I cover the migration crisis, general news sport and daily life.
My first picture? I must have been about six or seven, using a toy camera loaded with black and white film I'd got for Christmas from my parents. I vaguely recall taking a picture of my cousins in my grandmother's house after Christmas Day lunch, as they went through piles of wrapped presents, trying to figure out which were theirs.
My dad subscribed to National Geographic at the beginning of 1980 and I was instantly hooked on photojournalism. But it was the issue dealing with the eruption of Mount St Helen's that sealed it for me.
I learnt to photograph by shooting miles of film, devouring photography books and magazines, going to exhibitions, leafing through newspapers, and trying to imitate what I saw. After I won an award in a local photography competition, a magazine ran a short feature on me. The publishers were also an advertising agency and started giving me odd jobs here and there.
My first assignment was shooting the interiors and exteriors of a hotel. I think they were nuts to give such a job to an absolute beginner. But I'm not complaining, it helped me get started.
I eventually did some training with the National Council for the Training of Journalists in the UK, and completed a Masters Degree in Photojournalism and Documentary Photography at the University of the Arts, London.
I visited Uganda with an NGO on a field study trip concerning the Millennium Development Goals. I felt it was important to get a feel of the situation in Africa, since my home country of Malta has been so affected by immigration from there. Seeing the poverty and the desperate situation experienced by many people was a real eye opener. Since then I’ve been trying to return to Africa, visiting different countries, on an annual basis shooting for another NGO.
I learnt a big lesson the hard way in Rome when I went to an assignment without my laptop and had to return to the bureau in order to file, and consequently I missed “the picture”. I learnt never to go anywhere without my laptop and the capability to file pictures on site.
I respect all my colleagues at Reuters, many of whom are working and producing incredible bodies of work in circumstances infinitely more demanding than mine.
No working day is like another, and by and large we're getting paid to practice our number one hobby. What could ever beat that?
I hope that over the years I've managed to go beyond simply recording an event. Nowadays, if the light is right, I find myself reacting to the aesthetic of the scene first, rather than the content per se, which I feel is important to making stronger and different photographs.
With the internet it is no longer as essential to tell the whole story in a single image. But when you manage that, then you can really say you've clinched it.

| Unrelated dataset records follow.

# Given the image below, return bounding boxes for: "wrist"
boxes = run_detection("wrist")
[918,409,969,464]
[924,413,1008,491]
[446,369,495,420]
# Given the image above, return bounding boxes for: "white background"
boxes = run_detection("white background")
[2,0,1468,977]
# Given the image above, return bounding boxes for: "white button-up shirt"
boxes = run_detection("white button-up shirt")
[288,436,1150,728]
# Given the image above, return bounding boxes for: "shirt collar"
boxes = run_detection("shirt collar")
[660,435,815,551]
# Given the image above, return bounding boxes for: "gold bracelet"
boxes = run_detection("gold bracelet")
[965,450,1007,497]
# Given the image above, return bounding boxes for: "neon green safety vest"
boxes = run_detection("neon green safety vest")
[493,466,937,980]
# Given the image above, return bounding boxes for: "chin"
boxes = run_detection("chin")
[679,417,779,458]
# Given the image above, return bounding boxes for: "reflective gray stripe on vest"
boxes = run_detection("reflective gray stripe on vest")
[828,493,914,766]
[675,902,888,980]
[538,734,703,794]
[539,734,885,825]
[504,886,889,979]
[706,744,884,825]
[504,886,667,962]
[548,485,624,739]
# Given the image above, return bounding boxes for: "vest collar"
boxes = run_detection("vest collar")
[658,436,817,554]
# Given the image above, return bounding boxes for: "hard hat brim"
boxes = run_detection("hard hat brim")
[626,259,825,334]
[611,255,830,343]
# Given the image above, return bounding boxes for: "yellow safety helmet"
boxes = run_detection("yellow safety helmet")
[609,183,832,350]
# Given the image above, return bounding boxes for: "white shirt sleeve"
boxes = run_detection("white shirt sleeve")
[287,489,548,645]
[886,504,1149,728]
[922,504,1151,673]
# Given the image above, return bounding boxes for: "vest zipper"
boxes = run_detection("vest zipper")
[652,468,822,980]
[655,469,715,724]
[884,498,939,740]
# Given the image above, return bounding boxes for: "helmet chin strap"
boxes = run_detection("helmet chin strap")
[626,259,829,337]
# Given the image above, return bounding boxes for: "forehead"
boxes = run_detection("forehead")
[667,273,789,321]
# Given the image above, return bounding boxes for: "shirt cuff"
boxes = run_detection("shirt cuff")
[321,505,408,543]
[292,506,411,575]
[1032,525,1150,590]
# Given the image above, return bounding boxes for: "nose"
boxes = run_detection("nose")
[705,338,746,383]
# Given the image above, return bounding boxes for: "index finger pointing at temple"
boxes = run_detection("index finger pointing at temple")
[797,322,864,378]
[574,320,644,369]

Being a photojournalist wreaks havoc with your social life: you can't really make plans, and it can be pretty tough on the family too. Having a supportive family is essential, or you'll quickly end up with no family at all. A big thank you to my very supportive wife and daughter!
I'm convinced there will always be a huge demand for high-quality still news photography, and I hope I'll still be doing it throughout my career.